Der Code auf Beitrag #6 liefert wieder einen Error an der DB-Node.

Welche Node nutzt du für Mysql-Eintragungen?

Gruß Ralf


----------



## elektroniktommy (17 Dezember 2019)

Hallo Ralf,

ich nutze dasselbe Node. Das muß gehen. Der Code aus Beitrag #6 funktioniert bei mir!

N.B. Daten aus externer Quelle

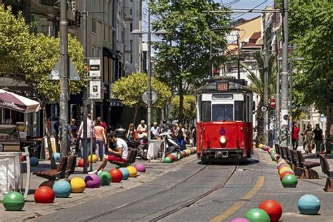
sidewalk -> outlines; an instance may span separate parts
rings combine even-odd
[[[100,188],[97,189],[86,189],[83,193],[72,193],[68,198],[56,198],[53,204],[36,204],[34,200],[34,191],[46,179],[32,175],[32,172],[51,168],[49,160],[41,160],[39,161],[39,166],[31,167],[30,190],[23,210],[21,211],[7,211],[1,203],[0,204],[0,221],[23,221],[37,218],[39,215],[46,215],[62,209],[70,208],[103,197],[110,196],[152,181],[170,171],[175,170],[182,165],[193,161],[196,158],[197,155],[192,155],[171,164],[136,160],[135,164],[143,163],[146,166],[146,172],[138,173],[136,178],[129,178],[129,180],[122,181],[120,183],[112,183],[110,185],[100,186]],[[96,169],[100,163],[100,162],[98,162],[93,164],[93,169]],[[105,170],[109,171],[115,166],[114,164],[108,163]],[[82,168],[77,166],[74,174],[70,176],[70,179],[77,176],[84,179],[87,174],[82,174]],[[26,173],[23,174],[23,181],[25,181]]]

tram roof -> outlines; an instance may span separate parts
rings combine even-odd
[[[226,91],[217,89],[218,82],[228,82],[228,89]],[[228,79],[228,80],[207,80],[206,84],[197,89],[197,93],[224,93],[224,92],[252,92],[251,89],[246,85],[244,79]]]

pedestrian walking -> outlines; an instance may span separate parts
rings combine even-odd
[[[131,123],[129,126],[129,130],[127,131],[127,133],[126,133],[126,138],[129,141],[133,141],[135,137],[135,129],[134,129],[134,124]]]
[[[104,155],[104,146],[107,143],[106,136],[104,127],[100,126],[100,120],[97,119],[93,127],[95,154],[99,157],[100,160],[103,160]]]
[[[88,155],[90,155],[90,144],[91,143],[91,115],[90,114],[87,115],[86,118],[86,150]],[[83,127],[84,123],[83,121],[81,122],[80,127],[77,131],[77,138],[81,139],[80,145],[80,155],[81,157],[83,157],[84,153],[84,147],[82,139],[84,138],[84,131],[85,129]]]
[[[297,127],[296,122],[294,122],[292,129],[292,149],[294,150],[296,150],[299,147],[299,129]]]
[[[315,128],[313,129],[313,133],[315,134],[314,141],[315,145],[315,154],[317,157],[319,157],[319,154],[322,151],[321,148],[324,136],[322,135],[322,130],[320,129],[318,124],[315,124]]]
[[[159,134],[159,127],[156,122],[152,124],[152,127],[150,128],[150,138],[155,140],[157,138],[157,136]]]
[[[313,143],[313,131],[312,131],[311,124],[306,126],[306,130],[304,131],[304,136],[306,141],[307,150],[306,152],[312,154],[312,144]]]

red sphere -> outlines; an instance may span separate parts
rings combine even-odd
[[[270,221],[278,221],[282,215],[282,208],[280,203],[275,200],[265,200],[260,204],[259,208],[268,214]]]
[[[83,167],[83,158],[81,158],[80,160],[79,160],[79,162],[77,163],[77,166],[79,167]],[[89,166],[89,162],[87,162],[87,166]]]
[[[54,201],[53,190],[47,186],[41,186],[34,192],[34,201],[39,204],[52,204]]]
[[[167,155],[166,157],[169,157],[171,158],[171,159],[172,159],[172,162],[174,162],[174,161],[176,160],[176,157],[175,157],[175,156],[174,156],[174,155],[171,155],[171,154],[169,154],[169,155]]]
[[[110,170],[110,174],[112,177],[112,183],[119,183],[122,180],[122,173],[118,169],[112,169]]]
[[[291,171],[285,171],[285,172],[283,172],[281,175],[280,175],[280,179],[282,181],[283,179],[283,178],[285,177],[285,176],[286,175],[295,175],[295,174],[294,174],[293,172],[291,172]]]

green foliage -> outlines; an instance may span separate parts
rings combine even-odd
[[[194,95],[184,96],[184,119],[193,120],[196,117],[197,110],[195,108],[196,98]],[[192,105],[191,105],[192,103]],[[176,119],[179,112],[179,96],[176,96],[171,100],[171,109],[170,115],[173,119]]]
[[[131,107],[145,106],[142,100],[142,94],[147,91],[148,76],[145,73],[132,73],[112,84],[112,94],[115,98]],[[157,100],[154,107],[163,107],[171,97],[171,92],[164,83],[152,77],[152,89],[157,94]]]
[[[333,1],[331,0],[295,0],[290,3],[289,34],[296,44],[294,62],[294,105],[315,103],[325,113],[332,103],[329,89],[333,78]]]
[[[11,7],[5,10],[0,5],[0,76],[20,72],[18,64],[25,63],[29,55],[29,27],[23,16],[15,16]]]
[[[160,0],[150,6],[155,18],[153,30],[164,29],[168,32],[161,37],[166,43],[154,46],[158,50],[155,72],[180,95],[179,107],[182,110],[182,98],[190,86],[201,85],[202,79],[209,74],[210,37],[214,66],[225,60],[218,52],[226,47],[227,31],[211,29],[228,27],[230,15],[205,12],[218,10],[220,6],[207,0]],[[182,122],[182,110],[178,119]]]
[[[27,59],[29,64],[25,67],[25,82],[34,86],[35,93],[41,100],[56,101],[59,99],[59,81],[48,80],[48,75],[59,59],[60,39],[46,37],[43,34],[30,37],[31,54]],[[80,92],[84,85],[84,75],[86,67],[84,63],[83,48],[74,38],[68,35],[68,53],[81,77],[79,81],[70,81],[70,94]]]

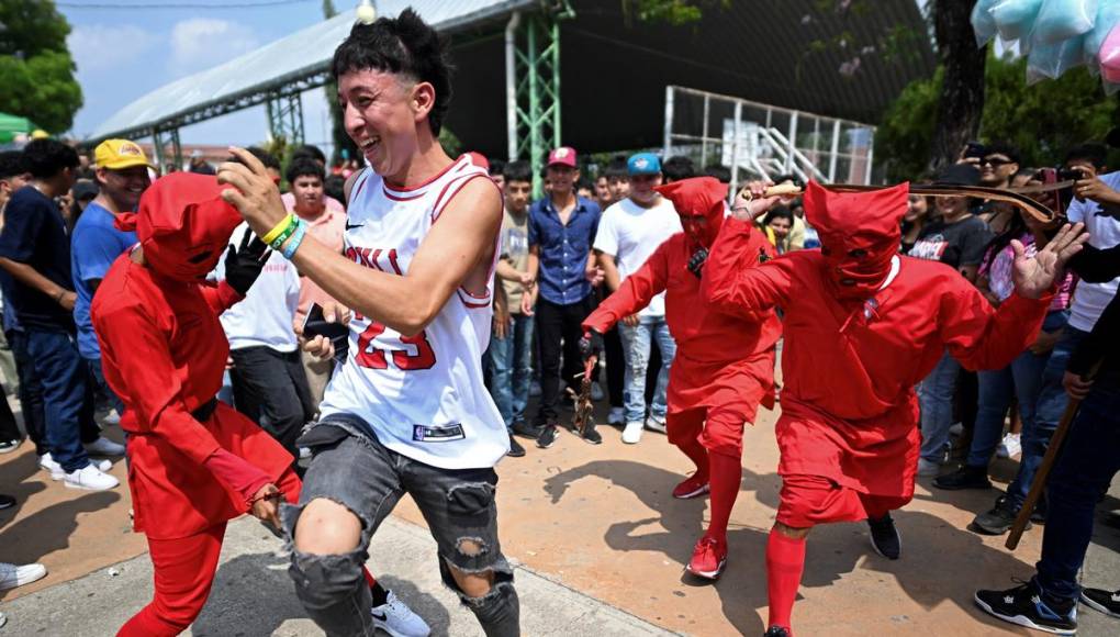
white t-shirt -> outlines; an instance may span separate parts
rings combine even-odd
[[[1101,175],[1109,188],[1120,190],[1120,171]],[[1096,202],[1085,199],[1079,202],[1074,199],[1070,204],[1066,215],[1070,223],[1081,222],[1085,224],[1089,232],[1089,244],[1093,247],[1107,249],[1120,243],[1120,218],[1099,214],[1101,207]],[[1107,283],[1089,283],[1079,281],[1077,288],[1073,292],[1073,307],[1070,309],[1070,326],[1090,331],[1096,325],[1096,319],[1101,318],[1101,312],[1109,305],[1112,297],[1117,294],[1117,285],[1120,278]]]
[[[241,245],[246,232],[249,226],[241,224],[233,231],[230,243]],[[225,279],[225,256],[218,261],[214,275],[217,280]],[[295,265],[273,250],[245,298],[218,317],[230,339],[230,349],[263,345],[277,352],[295,352],[299,343],[291,321],[297,307],[299,274]]]
[[[659,197],[653,207],[643,208],[627,197],[603,213],[592,247],[615,257],[618,280],[625,281],[659,245],[679,232],[683,232],[681,217],[672,202]],[[665,316],[665,293],[654,297],[638,316]]]

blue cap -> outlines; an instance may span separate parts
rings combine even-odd
[[[626,160],[626,170],[631,175],[656,175],[661,172],[661,160],[652,152],[638,152]]]

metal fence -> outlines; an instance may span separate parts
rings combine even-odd
[[[749,179],[790,174],[869,184],[875,127],[670,85],[663,150],[729,168],[732,193]]]

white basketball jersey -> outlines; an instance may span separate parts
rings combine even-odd
[[[447,203],[479,177],[488,179],[466,154],[408,190],[391,188],[366,168],[351,193],[346,256],[366,268],[404,275]],[[495,254],[495,263],[496,259]],[[411,338],[355,313],[346,363],[327,385],[319,408],[323,416],[357,415],[382,444],[435,467],[496,465],[510,450],[510,438],[483,383],[493,291],[493,275],[483,297],[459,288],[431,324]]]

Welche Fehlermeldung wird im Debugfenster angezeigt?

Gruß Tommy


----------



## Spoonman (18 Dezember 2019)

Hallo Tommy,

jetzt bin ich endlich dazu gekommen daran weiter zuarbeiten. Folgende Fehlermeldung gibt er mir raus:




Gruß Ralf


----------



## Spoonman (18 Dezember 2019)

Moin,

ich habe eine Debug-Node hinter die Funktion gehängt. Das wird im Debugfenster dazu angezeigt:




Gruß Ralf


----------



## Spoonman (18 Dezember 2019)

Hallo Tommy,

hab den Fehler gefunden. Bei "msg.payload" musste das .value hinzugefügt werden.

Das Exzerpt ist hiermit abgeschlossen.